In the wake of the Dec. 14 shooting at Sandy Hook Elementary School in Newtown, Conn., Catholic education officials have primarily focused on providing administrators with the resources they need for teachers and parents to help students cope with the horrific tragedy.
The U.S. bishops' education secretariat, the National Catholic Educational Association and the Council for American Private Education, quickly posted guidelines on their websites about how to talk to children about violence.
These guidelines emphasized the need to assure children of their safety, keep explanations appropriate for children's ages and limit exposure to television coverage of the event.
Karen Ristau, president of the National Catholic Educational Association, said the next step is to provide resources for schools to tap into available programs that help students find peaceful solutions and help teachers identify students who are isolated and without peers.
Ristau told Catholic News Service that information would be more useful than "having more locks on the doors."
Dominican Sr. John Mary Fleming, head of the U.S. bishops' Secretariat of Catholic Education, said the guidelines' advice that parents should assure their children they are safe in school has raised questions among those who said this was no longer true.
In response, Fleming, a member of the Dominican Sisters of St.
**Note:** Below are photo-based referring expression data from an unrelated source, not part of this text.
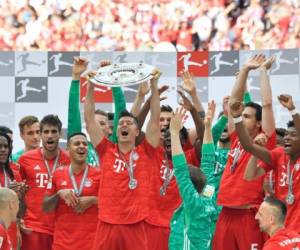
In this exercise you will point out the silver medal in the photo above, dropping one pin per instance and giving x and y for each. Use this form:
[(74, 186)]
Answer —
[(290, 199), (162, 191), (132, 184)]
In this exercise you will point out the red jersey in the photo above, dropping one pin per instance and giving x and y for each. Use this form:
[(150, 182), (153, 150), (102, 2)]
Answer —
[(71, 230), (284, 239), (234, 190), (162, 207), (12, 230), (33, 169), (118, 204), (280, 162), (5, 243)]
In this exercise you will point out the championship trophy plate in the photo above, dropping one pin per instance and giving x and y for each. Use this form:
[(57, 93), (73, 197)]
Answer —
[(123, 74)]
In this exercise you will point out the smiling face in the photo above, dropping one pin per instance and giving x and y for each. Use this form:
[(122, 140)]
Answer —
[(31, 136), (249, 120), (127, 129), (50, 137), (78, 147)]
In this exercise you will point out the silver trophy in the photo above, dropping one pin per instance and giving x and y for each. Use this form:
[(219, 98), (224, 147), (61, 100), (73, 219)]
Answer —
[(123, 74)]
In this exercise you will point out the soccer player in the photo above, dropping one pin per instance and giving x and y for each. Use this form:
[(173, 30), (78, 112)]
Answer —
[(191, 227), (238, 196), (271, 216), (36, 168), (30, 133), (10, 178), (9, 207), (165, 196), (125, 176), (73, 196), (284, 161)]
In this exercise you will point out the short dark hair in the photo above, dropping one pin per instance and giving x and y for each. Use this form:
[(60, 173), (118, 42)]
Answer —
[(280, 131), (257, 107), (110, 116), (27, 121), (74, 134), (291, 124), (52, 120), (7, 167), (126, 113), (166, 108), (280, 207), (198, 178), (5, 130), (101, 112)]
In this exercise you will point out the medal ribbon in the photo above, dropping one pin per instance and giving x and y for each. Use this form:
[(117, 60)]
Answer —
[(77, 191), (50, 173), (169, 176), (130, 166)]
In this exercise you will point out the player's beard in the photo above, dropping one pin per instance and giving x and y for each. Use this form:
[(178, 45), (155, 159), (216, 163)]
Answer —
[(224, 140), (52, 147)]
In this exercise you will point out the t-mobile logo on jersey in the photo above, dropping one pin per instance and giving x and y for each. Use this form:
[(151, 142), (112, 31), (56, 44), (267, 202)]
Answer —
[(164, 171), (41, 179), (254, 246)]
Cecilia Congregation in Nashville, Tenn., said that children should be assured that the adults in their lives "are doing everything possible to keep them safe."
She also noted that almost all schools, particularly after the 1999 shooting at Colorado's Columbine High School, have strict safety measures in place, as did Sandy Hook School, the scene of the recent shootings that left 20 children and seven adults dead.
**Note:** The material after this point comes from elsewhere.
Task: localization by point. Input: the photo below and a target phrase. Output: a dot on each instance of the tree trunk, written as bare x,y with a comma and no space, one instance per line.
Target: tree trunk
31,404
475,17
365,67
She told CNS that most schools, Catholic schools included, not only have strict policies about admitting people into their buildings but also have crisis management policies, safety drills and lockdown procedures.
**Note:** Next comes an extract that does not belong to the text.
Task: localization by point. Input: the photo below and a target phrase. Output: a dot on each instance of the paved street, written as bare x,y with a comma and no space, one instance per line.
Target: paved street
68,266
Since the school in Newtown also followed these procedures, she said the shooting demonstrates that "society as a whole needs to address this in different way" specifically looking at the issue of gun control.
Patricia McGuire, president of Trinity Washington University, likewise noted in a blog Monday on Huffington Post, that since the Columbine shooting, schools have "beefed-up security, instituted lockdown drills, and trained teachers on how to protect their pupils from the unthinkable."
McGuire urged fellow educators to honor the courage and sacrifice of Sandy Hook's teachers and principal by "insisting that this nation enact laws to protect our students and campus communities from the harm of violent minds with easily accessible weapons in hand."
In helping students immediately cope with this tragedy, Fleming urged Catholic school superintendents to not only provide resources to parents and teachers but to also use the tragedy as an opportunity for prayer and as a teaching moment.
"Our schools afford us the perfect opportunity to speak about redemption, grace and heaven," she wrote in a letter to Catholic school superintendents Monday.
She also noted that children and parents are "seeking to understand and make sense of this very difficult event. The question being asked is how God can allow this to happen?" Catholic educators, she said, can address this difficult issue by stressing the free will people have been given to make choices for good or evil.
"Learning to support each other to make good choices is a way to talk about how we can support each other in dealing with the tragedy," she said. She also advised educators to highlight the heroic acts of the principal, teachers and individual students in Newtown.
"They are pulling virtue from their toes," Fleming told CNS, referring to how the townspeople of Newtown have joined together as a community in their care and support for one another.
Both Fleming and Ristau noted that several Catholic schools across the country have held prayer services for the victims of the Sandy Hook shooting.
Classes at St. Rose of Lima School in Newtown were canceled the week after the shootings to protect students from the sight of twice daily funerals at the church, according to the director of communications for the Diocese of Bridgeport, Conn.